Evler nasıl ışıltılı, geniş, ferah, güvenli olabiliyor ise gönül evi de öyledir.
Nasıl bazı evler, dar, karanlık, ışıksız, kasvetli oluyor ise gönül evi de öyledir.
Gönül evi, Cenab-ı Hakkın nazar ettiği, ilahi tecellilerin mazhar olduğu, Kâbe gibi mukaddes bir yerdir. Fakat nasıl ki ayna tozlanınca suretleri göstermezse, gönül de dünyevi arzularla kirlenince Hakkın tezahürü gerçekleşmez. Bu yüzden gönül temiz olmalı, samimiyet ve aşkla dolmalı; hırs, kin, riya gibi duygulardan temizlenmiş olmalıdır. İlahi nazar yalnızca böyle gönüllere layıktır. Hazreti Peygamberin hadisi gereğince insan yaratıcısının huzuruna pırıl pırıl i saf bir gönülle çıkmalıdır.

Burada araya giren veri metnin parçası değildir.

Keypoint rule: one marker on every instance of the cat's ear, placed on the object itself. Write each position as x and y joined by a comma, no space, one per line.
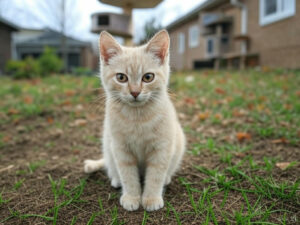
159,45
109,47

Fihi Mafih’ te buna dair bir hikâye anlatılır. Hazret-i Yusuf’ un bir arkadaşı yoldan gelir. Hazret-i Yusuf sorar: “Bana ne hediye getirdin. Arkadaşı sorar: “Sen de olmayan ne var ki?” Senin neye ihtiyacın olabilir? Ama senden daha güzel birisi olmadığından; yüzünü seyretmen için sana bir ayna getirdim.” Cenab-ı Hakkın da her şeyi vardır, hiçbir şeye ihtiyacı yoktur. Kul; Allah’ın önüne onda kendisini görmesi için parlak bir ayna, yani temiz bir gönül götürmelidir. (Fihi Mafih, 285)
Hazret-i Peygamber: ‘ Cenab-ı Hak surete bakmaz, matlup temiz bir gönüldür.” buyurmuştur.